Highlights for the full year 2013 were detailed as follows:

– Gross written premiums were $1.9 billion, an increase of $142.7 million or 8.2 percent over 2012.

– The combined ratio was 97.5 percent compared to 104.6 percent in 2012.

– Net favorable prior-year reserve development was $33.6 million (benefiting the combined ratio by 2.6 points), compared with $27.4 million (benefiting the combined ratio by 2.3 points) in 2012.

– Estimated pre-tax catastrophe losses were $22.7 million or 1.9 points on the combined ratio compared to $69.8 million or 6.2 points in 2012.

– The current accident year loss ratio, excluding catastrophes, was 58.6 percent compared to 60.6 percent in 2012.

– Net income was $143.2 million or $5.14 per diluted share compared to $52.3 million or $1.83 per diluted share in 2012.

– After-tax operating income was $85.4 million or $3.06 per diluted share compared to $38.0 million or $1.33 per diluted share in 2012.

– In 2013, the Company repurchased $45.1 million or 1.1 million shares of its common stock at an average share price of $41.04, which represents 4.4 percent of net shares outstanding at Dec. 31, 2012.

– At Dec. 31, 2013, cash and investments totaled $4.2 billion with a net pre-tax unrealized gain of approximately $243.2 million.

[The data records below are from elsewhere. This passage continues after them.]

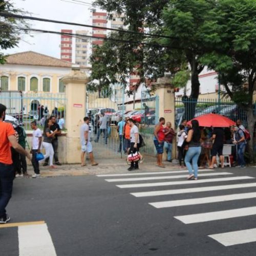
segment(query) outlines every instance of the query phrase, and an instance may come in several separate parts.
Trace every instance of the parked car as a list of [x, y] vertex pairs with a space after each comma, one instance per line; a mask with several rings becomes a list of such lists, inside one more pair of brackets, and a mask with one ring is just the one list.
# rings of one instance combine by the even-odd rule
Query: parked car
[[214, 105], [213, 106], [208, 106], [202, 112], [196, 113], [195, 117], [205, 115], [205, 114], [219, 114], [220, 111], [224, 108], [228, 106], [228, 105]]

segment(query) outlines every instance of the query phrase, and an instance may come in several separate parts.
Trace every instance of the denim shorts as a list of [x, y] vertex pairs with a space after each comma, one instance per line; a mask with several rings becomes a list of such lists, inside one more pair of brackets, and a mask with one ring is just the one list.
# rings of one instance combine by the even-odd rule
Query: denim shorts
[[158, 140], [154, 140], [154, 144], [157, 150], [157, 154], [163, 153], [163, 141], [159, 143]]

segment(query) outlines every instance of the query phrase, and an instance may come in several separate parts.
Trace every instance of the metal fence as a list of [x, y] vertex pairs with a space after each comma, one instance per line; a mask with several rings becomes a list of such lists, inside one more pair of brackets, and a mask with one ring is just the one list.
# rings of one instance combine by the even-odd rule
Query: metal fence
[[[256, 104], [253, 110], [256, 115]], [[242, 121], [243, 124], [247, 126], [247, 118], [245, 112], [233, 102], [225, 99], [220, 100], [210, 99], [175, 99], [175, 124], [177, 127], [183, 119], [190, 120], [194, 117], [208, 113], [218, 114], [236, 121]]]
[[16, 118], [23, 123], [27, 131], [31, 130], [30, 123], [34, 120], [42, 129], [45, 121], [51, 115], [56, 116], [58, 120], [61, 119], [65, 123], [66, 101], [65, 94], [18, 91], [0, 93], [0, 103], [7, 107], [6, 118]]

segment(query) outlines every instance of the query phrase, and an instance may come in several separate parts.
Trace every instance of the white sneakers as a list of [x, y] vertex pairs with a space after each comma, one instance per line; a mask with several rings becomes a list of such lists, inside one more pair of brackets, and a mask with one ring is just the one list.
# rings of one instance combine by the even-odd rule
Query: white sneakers
[[40, 174], [34, 174], [33, 175], [32, 175], [32, 178], [38, 178], [39, 177], [40, 177], [41, 176]]

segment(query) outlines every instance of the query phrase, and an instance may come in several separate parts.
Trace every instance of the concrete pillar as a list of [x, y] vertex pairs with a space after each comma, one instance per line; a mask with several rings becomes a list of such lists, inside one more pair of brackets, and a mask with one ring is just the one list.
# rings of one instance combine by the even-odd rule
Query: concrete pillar
[[[159, 96], [159, 117], [164, 117], [165, 122], [170, 122], [172, 128], [176, 131], [177, 127], [175, 127], [175, 97], [170, 75], [166, 74], [164, 77], [158, 79], [154, 85], [156, 89], [156, 94]], [[173, 158], [174, 158], [176, 155], [176, 138], [174, 138]], [[164, 159], [166, 158], [165, 153], [163, 158]]]
[[73, 69], [62, 78], [67, 96], [66, 123], [67, 163], [80, 162], [80, 126], [86, 115], [87, 75], [79, 69]]

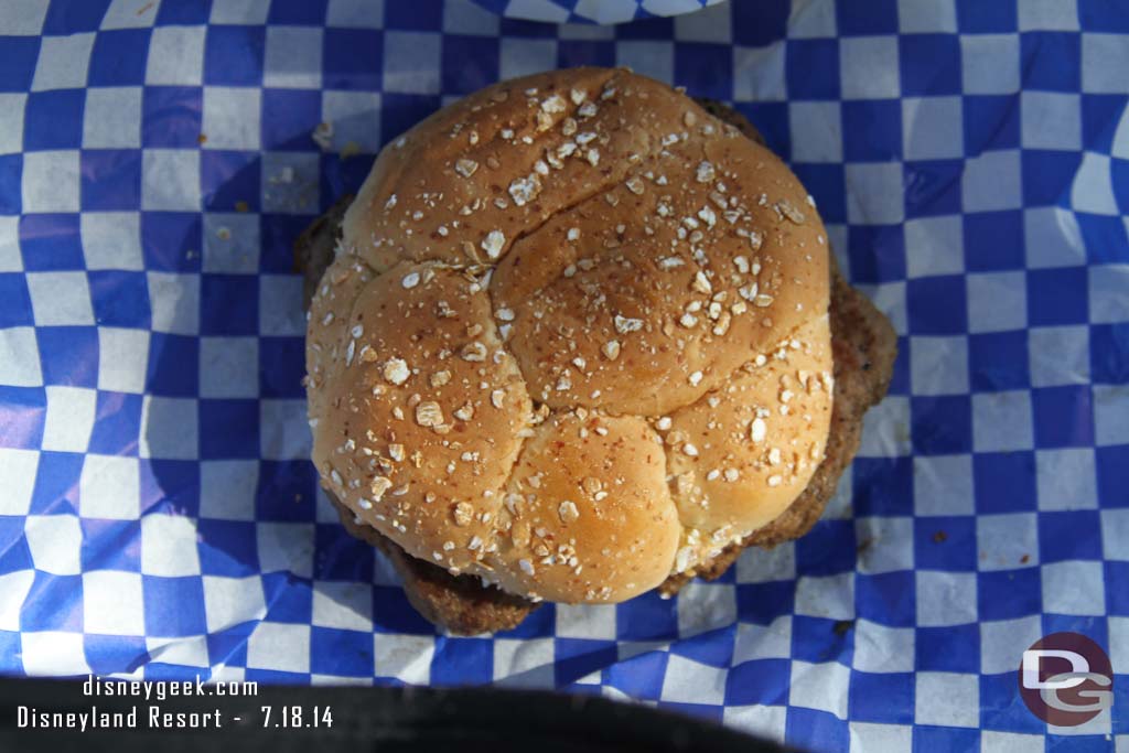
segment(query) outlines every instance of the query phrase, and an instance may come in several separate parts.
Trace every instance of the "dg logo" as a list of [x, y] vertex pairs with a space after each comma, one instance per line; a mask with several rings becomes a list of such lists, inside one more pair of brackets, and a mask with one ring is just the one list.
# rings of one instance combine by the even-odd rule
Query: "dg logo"
[[1056, 632], [1023, 653], [1019, 694], [1056, 727], [1086, 724], [1113, 704], [1113, 667], [1102, 647], [1076, 632]]

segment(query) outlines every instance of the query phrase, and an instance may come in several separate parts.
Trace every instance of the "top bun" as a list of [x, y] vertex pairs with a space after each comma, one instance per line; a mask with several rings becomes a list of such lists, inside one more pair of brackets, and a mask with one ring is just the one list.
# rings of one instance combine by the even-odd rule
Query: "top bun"
[[491, 86], [377, 158], [307, 333], [314, 463], [410, 554], [618, 602], [768, 524], [823, 457], [826, 237], [671, 87]]

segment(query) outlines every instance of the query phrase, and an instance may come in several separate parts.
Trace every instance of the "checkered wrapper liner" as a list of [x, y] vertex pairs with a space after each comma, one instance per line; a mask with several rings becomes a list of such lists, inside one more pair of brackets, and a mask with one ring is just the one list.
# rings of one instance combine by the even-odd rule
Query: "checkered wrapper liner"
[[[1129, 750], [1124, 5], [601, 27], [469, 0], [6, 0], [0, 33], [5, 673], [498, 682], [817, 750]], [[896, 373], [805, 539], [676, 599], [437, 634], [318, 496], [290, 244], [428, 113], [583, 63], [747, 114], [894, 322]], [[1109, 649], [1115, 704], [1049, 730], [1015, 669], [1058, 630]]]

Argo’s earnings report also explained the several references. The report said: “All per share amounts, except share repurchase figures, are adjusted for the 10 percent stock dividend that was paid on June 17, 2013 to stockholders of record on June 3, 2013.

“All references to catastrophe losses are pre-tax and net of reinsurance and estimated reinstatement premiums. Point impacts on the combined ratio are calculated as the difference between the reported combined ratio and the combined ratio excluding incurred catastrophe losses and associated reinstatement premiums.

“Operating income is defined as net income at an assumed 20 percent effective tax rate excluding net realized investment gains/losses and foreign currency exchange gains/losses.

“Prior year development for 2012 excludes $5.5 million of favorable development in the E&S segment related to unallocated loss adjustment expenses (ULAE).”

Group CEO Mark E. Watson III commented: “Strong fourth quarter results capped off a year of solid progress. Over the year, we achieved profitable top line growth and generated improved underwriting margins in all our businesses. We find ourselves well positioned to benefit from these themes as we enter the new year.”